Maalesef, evren senin kimi sevdiğine, kimi öldürdüğüne, kime adaletsizlik yaptığına bakmıyor. O kadar önemli değilsin bu evrende. Vicdanın sızlıyor diye bir cennet bir cehennem olmak zorunda değil. Doğanın kanunu böyle.
 
Dünya üzerinde sonsuz mutluluk mümkün değil. Mutluluk diye tabir ettiğimiz şey beyinde reseptörlere bağlanan birkaç nörotransmitterden başka bir şey değil.

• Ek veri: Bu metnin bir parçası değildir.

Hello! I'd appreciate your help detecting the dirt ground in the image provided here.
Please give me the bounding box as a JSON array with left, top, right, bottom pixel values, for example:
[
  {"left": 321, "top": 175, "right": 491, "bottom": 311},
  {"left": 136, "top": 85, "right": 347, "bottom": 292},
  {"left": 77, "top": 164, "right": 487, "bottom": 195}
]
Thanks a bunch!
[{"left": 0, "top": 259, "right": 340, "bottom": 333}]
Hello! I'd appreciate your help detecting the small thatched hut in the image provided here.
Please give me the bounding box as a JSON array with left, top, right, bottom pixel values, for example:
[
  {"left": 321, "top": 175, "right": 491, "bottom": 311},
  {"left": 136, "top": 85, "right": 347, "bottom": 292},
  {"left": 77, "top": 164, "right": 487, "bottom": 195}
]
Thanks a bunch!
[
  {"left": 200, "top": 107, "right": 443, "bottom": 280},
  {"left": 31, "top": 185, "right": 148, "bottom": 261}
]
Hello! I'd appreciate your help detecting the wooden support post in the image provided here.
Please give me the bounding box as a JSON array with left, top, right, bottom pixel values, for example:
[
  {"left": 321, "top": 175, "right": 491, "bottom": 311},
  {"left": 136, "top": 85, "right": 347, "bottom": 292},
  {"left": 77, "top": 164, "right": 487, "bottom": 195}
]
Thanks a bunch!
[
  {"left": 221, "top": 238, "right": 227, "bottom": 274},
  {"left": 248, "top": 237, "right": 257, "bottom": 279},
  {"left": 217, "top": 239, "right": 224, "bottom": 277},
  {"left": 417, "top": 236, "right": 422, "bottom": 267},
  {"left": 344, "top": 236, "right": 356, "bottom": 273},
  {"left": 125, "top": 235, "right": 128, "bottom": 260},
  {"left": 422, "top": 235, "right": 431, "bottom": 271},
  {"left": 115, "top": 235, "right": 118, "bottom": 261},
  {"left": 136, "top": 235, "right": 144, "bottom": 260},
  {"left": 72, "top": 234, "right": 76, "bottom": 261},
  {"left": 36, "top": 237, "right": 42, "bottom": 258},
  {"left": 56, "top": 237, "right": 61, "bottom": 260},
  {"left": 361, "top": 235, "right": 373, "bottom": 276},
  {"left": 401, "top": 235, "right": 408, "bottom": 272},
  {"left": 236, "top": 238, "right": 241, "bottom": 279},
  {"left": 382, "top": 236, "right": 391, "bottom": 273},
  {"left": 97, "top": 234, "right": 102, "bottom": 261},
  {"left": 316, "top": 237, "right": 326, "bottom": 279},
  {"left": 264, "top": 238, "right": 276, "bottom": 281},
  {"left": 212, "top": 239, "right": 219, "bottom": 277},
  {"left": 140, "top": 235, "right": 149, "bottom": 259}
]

Dostum ilk cümleniz zorunlu olarak doğrudur çünkü insanlar ölümlüdür. Konu sahibi de bundan dolayı birçok dinde bahsedilen ve ölümden sonrasında olacağı iddia edilen yâni doğaüstü bir süreçle ilgili olan Cennet denilen yerin var olup olmadığını soruyor aslında. Siz de hemen sizin cevabınızdan bir sonraki cevapta ifade edilen ile aynı görüşü cevabınızın ikinci paragrafının ilk cümlesiyle paylaşmış oluyorsunuz.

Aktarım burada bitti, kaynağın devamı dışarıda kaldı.